Analysis 5 min read

The Power of Prototypes

A design looks great. But a prototype tells you if it actually works. Here's why getting interactive feedback earlier changes everything.

I wrote this piece when new tools like Moqups and Macaw were coming out. They allowed non-coders like myself to easily create prototypes that mimicked a full web or app experience. I’m including this old piece because the current AI tools coming out make it even easier to create prototypes. The overall message is more valid than ever: “Earlier feedback. Fewer surprises. Happier developers.”

What is a prototype?

When your job is to make something for someone else (like a client), you go through a series of clearly-defined phases. Let’s take digital projects as an example — a website, an app, or a web app:

  1. Discovery: What is this project all about? What are the goals?
  2. Design: What is it going to look like? How are users going to interact with it?
  3. Development: Give all of this to a developer and have them build it.
  4. Testing and Release: Work out all the bugs and release it into the world.

Sounds pretty straightforward, right? It is. But this all-too-common list of steps leaves out a key part of the process: reviews. Internal reviews, client reviews, and other stakeholder reviews.

Digital Difficulties and The Print Mentality

A lot of people still have a print mentality: they see a design and it’s pretty easy to imagine what it will look like when it’s finished. As in, it’ll probably look exactly like the design they’re looking at.

In the print world, that’s generally true.

But in digital, showing someone a design of an app leaves out most of the experience. The design tells you what the app might look like — but often crucial questions are never even asked:

What Winds Up Happening

Here’s a simple example: an email subscription form with a search button beneath it. Simple enough. But:

Email subscription form example

There is a lot going on under the hood of even a simple design.

Here’s what happens when nobody thinks about this stuff until everything is vetted and approved: chaos. Because when it gets to a developer, they don’t care what it looks like. They will focus on what’s happening under the hood.

If a developer estimated it would take four weeks to build something from the time they get the final designs, and they have to stop what they’re doing to ask a bunch of questions — the timeline gets screwed. And if those answers have to be vetted by the client? Your timeline just got smoked.

The Feedback Loop is Broken

Human beings are reactionary. Give them a picture of a digital project and they’re going to react to the picture.

But give them a prototype of a digital project, and you’re going to get the most valuable kind of feedback you can get: feedback on the actual experience of clicking and navigating through the thing.

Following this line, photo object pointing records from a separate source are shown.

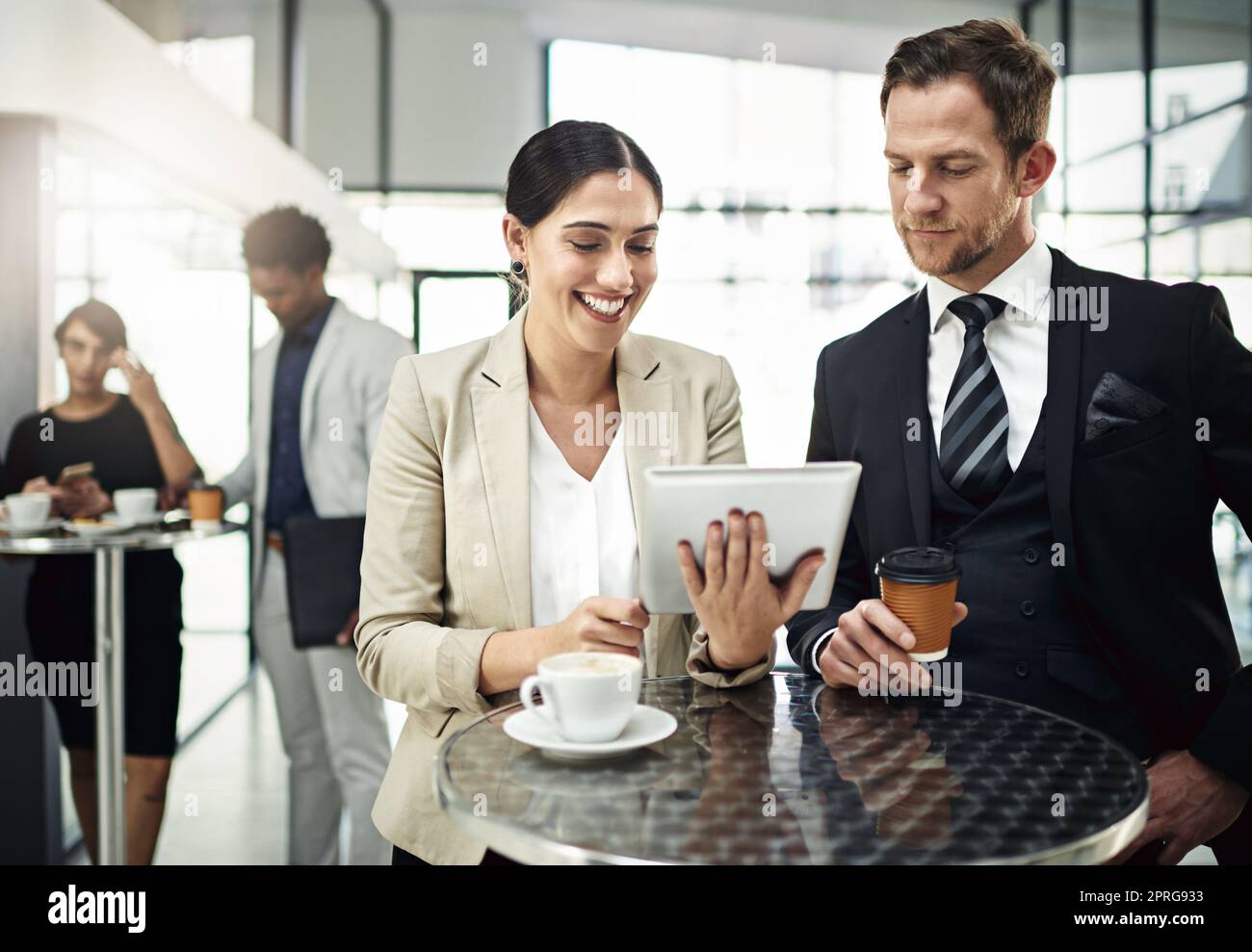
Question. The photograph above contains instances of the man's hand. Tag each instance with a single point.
(1189, 805)
(42, 485)
(345, 635)
(83, 498)
(865, 634)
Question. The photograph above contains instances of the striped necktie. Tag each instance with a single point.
(973, 447)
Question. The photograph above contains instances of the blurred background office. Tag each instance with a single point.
(137, 138)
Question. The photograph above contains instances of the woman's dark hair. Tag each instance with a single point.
(286, 235)
(556, 160)
(100, 320)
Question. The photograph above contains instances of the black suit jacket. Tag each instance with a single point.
(1132, 509)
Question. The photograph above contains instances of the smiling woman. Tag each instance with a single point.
(500, 531)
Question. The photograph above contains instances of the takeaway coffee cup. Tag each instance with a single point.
(919, 585)
(204, 504)
(587, 696)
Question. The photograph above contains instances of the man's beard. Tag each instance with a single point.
(984, 241)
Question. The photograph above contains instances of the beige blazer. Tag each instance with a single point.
(447, 542)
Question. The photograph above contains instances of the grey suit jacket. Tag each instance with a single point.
(447, 542)
(341, 410)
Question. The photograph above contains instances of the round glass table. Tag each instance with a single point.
(789, 771)
(109, 551)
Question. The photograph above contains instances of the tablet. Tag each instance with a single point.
(805, 508)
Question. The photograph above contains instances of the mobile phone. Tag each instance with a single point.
(74, 472)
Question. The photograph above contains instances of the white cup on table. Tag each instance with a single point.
(136, 505)
(587, 696)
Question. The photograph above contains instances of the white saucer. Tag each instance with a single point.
(99, 528)
(46, 526)
(646, 726)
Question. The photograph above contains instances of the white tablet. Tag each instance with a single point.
(806, 509)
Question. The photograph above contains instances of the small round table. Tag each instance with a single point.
(788, 771)
(109, 551)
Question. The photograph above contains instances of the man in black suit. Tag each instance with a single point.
(1064, 433)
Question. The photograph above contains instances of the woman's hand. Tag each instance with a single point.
(42, 485)
(84, 500)
(734, 598)
(601, 625)
(143, 385)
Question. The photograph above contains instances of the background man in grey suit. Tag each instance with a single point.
(318, 392)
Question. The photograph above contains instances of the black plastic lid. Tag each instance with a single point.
(918, 566)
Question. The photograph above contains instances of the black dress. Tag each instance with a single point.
(61, 600)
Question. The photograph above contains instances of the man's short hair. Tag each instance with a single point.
(286, 235)
(1014, 75)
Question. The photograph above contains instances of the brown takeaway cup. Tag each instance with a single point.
(204, 504)
(919, 585)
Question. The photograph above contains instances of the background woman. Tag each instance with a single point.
(133, 443)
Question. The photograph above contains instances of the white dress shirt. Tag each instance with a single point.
(583, 533)
(1017, 343)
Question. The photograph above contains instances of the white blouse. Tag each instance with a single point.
(583, 534)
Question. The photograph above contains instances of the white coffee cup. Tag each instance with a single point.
(28, 509)
(136, 505)
(587, 696)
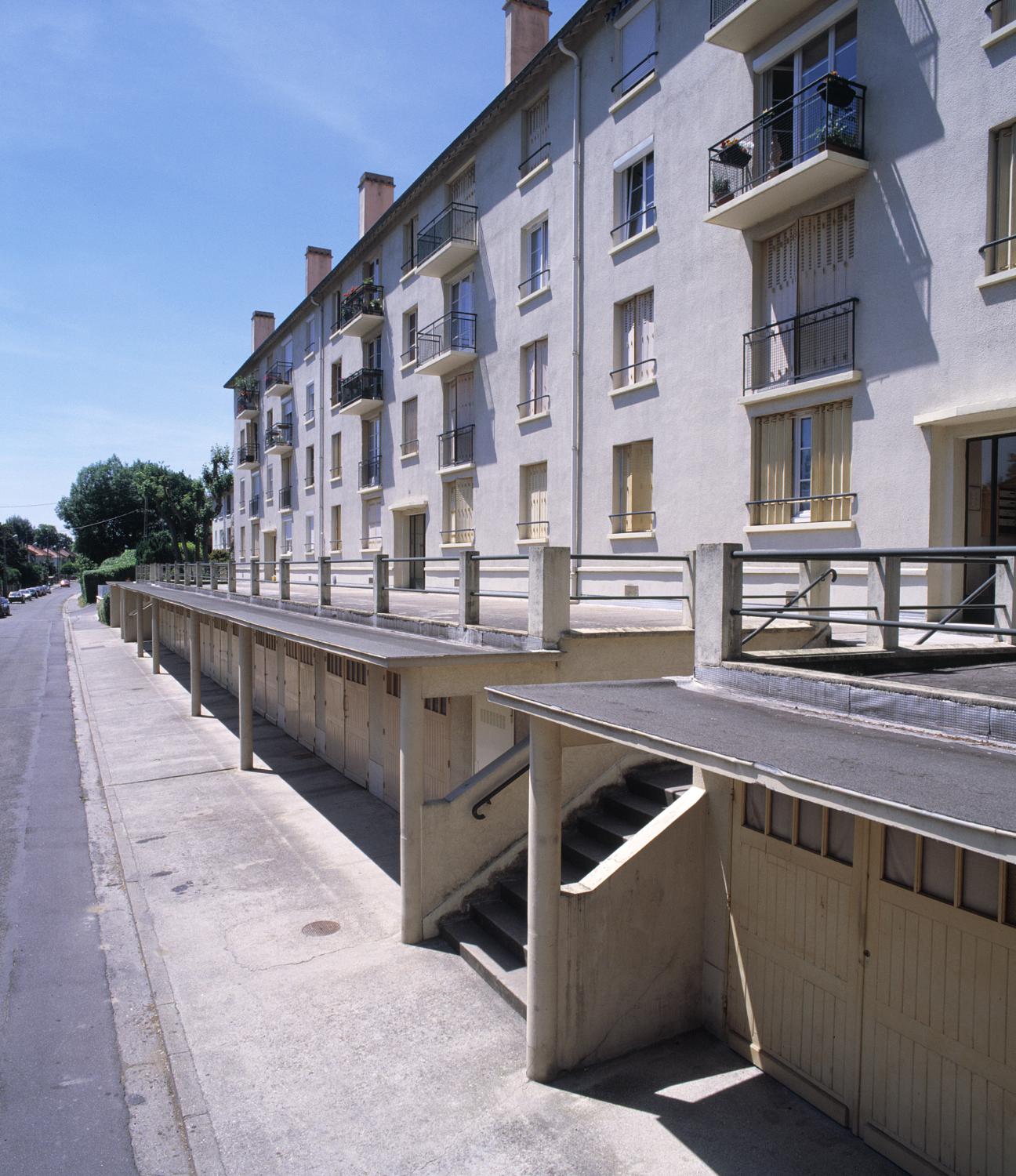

That’s the kind of feedback you want to get as early as possible.

Prototypes to the Rescue

Prototypes allow you to make something that’s actually representative of what the digital project is going to be. They become especially important since most web projects are now responsive and many clients are still relatively new to what that means.

So instead of building a picture of a website to get reviews, build a prototype as early as you can and get feedback that way.

The goal — admittedly ambitious — is to give a developer everything they need to build your project without asking a single question.

A Few Tools Worth Knowing

Prototype on Paper (POP). You start by drawing a simple sketch of an app on paper. Download the app, take pictures of each screen, and use the simple interface to wire up the buttons to other screens. Working app prototype, no code required. Great for early-stage thinking.

Moqups. A good tool for creating wireframes quickly. Easy to use, feature-rich, and can output interactive PDFs that serve as prototypes for virtually any kind of project.

In-browser prototyping. The goal is to go straight into code. You experience the prototype in the actual browser, which is where the website is going to live. In a perfect world, you can re-use the code as the starting point for the actual project.


Building a prototype early allows you to be proactive in acquiring feedback from stakeholders and clients. You probably won’t be able to answer all the questions that will come up — but you’ll put yourself and your project in a much better position by building something that’s closer to the actual experience.

Earlier feedback. Fewer surprises. Happier developers.